Führung auf dem ‚Archäologischen Pfad 4‘ um Felsberg-Beuern

 Die AG für Vor- und Frühgeschichte lädt ein zur Wanderung am Sonntag, 3. Juli, auf dem archäologisch-historischen Pfad  „8000 Jahre Landwirtschaft“ .

Der Pfad führt in und durch die Gemarkung Beuern. Er konfrontiert den Wanderer mit der jahrtausende alten Siedlungsgeschichte dieses Gebietes.

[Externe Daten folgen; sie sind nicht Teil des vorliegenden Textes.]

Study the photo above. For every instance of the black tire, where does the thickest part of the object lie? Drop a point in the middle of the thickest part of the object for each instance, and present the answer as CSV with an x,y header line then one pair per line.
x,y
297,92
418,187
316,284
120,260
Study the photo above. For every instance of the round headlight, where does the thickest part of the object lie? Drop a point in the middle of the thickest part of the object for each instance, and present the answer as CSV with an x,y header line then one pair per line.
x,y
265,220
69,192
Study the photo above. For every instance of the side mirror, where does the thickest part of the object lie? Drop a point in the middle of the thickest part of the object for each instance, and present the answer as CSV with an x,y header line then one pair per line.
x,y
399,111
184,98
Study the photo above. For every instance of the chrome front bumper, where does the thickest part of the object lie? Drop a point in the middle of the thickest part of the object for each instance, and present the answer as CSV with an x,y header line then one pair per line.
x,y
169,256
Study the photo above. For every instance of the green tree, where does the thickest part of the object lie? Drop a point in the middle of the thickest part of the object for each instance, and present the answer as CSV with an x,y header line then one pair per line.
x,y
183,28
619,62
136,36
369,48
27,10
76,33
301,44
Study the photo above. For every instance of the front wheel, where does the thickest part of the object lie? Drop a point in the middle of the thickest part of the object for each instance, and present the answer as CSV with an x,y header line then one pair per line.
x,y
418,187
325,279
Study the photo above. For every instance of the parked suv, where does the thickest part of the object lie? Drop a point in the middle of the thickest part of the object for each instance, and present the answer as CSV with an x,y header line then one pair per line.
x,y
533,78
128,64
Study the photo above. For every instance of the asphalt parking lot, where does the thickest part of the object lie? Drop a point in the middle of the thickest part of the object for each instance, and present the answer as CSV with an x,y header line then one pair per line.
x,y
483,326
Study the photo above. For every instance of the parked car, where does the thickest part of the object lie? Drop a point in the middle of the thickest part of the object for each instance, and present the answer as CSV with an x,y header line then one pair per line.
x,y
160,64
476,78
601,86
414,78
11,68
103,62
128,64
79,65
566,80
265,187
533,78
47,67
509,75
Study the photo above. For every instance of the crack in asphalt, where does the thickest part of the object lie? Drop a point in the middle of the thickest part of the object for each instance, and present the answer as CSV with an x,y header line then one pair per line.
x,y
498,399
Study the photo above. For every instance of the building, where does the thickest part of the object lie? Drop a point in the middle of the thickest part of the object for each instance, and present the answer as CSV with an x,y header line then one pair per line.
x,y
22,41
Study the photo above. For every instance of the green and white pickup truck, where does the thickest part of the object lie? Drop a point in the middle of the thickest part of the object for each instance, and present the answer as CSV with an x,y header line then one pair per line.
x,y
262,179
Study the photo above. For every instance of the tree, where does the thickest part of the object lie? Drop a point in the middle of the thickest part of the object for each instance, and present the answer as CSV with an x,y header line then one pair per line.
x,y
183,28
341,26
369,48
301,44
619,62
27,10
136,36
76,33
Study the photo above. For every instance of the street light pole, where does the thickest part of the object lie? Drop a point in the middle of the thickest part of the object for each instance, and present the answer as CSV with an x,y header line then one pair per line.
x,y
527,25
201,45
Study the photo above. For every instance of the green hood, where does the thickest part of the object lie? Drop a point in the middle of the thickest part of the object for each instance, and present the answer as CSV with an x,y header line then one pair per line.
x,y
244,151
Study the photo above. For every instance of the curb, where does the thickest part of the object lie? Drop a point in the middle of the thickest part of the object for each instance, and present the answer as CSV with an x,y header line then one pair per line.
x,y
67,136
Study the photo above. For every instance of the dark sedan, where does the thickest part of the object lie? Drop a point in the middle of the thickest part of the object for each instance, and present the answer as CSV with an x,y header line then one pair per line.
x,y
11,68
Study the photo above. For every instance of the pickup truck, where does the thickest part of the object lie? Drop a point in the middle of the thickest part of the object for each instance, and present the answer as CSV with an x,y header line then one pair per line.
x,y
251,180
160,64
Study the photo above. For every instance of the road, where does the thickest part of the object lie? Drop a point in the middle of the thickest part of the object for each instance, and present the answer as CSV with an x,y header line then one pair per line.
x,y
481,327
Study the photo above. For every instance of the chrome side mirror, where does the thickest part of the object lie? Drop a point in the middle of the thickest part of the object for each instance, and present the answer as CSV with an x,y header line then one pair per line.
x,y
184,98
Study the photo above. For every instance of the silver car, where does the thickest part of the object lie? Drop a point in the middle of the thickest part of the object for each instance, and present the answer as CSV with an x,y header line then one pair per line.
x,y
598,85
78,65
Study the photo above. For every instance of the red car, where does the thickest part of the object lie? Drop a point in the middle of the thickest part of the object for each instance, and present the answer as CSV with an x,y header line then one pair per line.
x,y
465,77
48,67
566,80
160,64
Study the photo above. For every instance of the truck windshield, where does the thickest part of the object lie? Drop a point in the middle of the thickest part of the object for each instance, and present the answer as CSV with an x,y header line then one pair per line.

Die Fundplätze dokumentieren die Spuren der ersten Bauern der Jungsteinzeit, die Siedlungsgeschichte dieses Raumes und die Entwicklung der Landwirtschaft, die diese Region bis heute prägt.

Dreizehn Informationstafeln entlang des Pfades erläutern die vor- und frühgeschichtlichen Fundstücke, die in der Nähe der jeweiligen Tafel gesichert wurden. Außerdem  geht es um  die aktuellen Fakten und Probleme landwirtschaftlicher Tätigkeit.

Der Rundweg ist knapp 11 Kilometer lang und steigt von Gensungen bis zum höchsten Punkt der Strecke, dem Kirchwedel, ca.140 m an.

Wir wandern zunächst durch das Sunderbachtal  Richtung Beuern bis zu einer Furt, die mit Steinen ausgelegt ist. Nach Überqueren des Baches  geht es weiter hinauf zum ‚Kirchwedel‘. P1000382Von dort hat man eine gute Sicht auf das Edertal und den Sundhof. Auf fast gleicher Höhe geht es dann weiter,  bis wir auf die Straße von Beuern nach Hilgershausen stoßen und diese Richtung Markwald überqueren. Am Waldrand verlassen wir den Weg und erreichen nach ca. 400 m im Wald ein eisenzeitliches Hügelgrab.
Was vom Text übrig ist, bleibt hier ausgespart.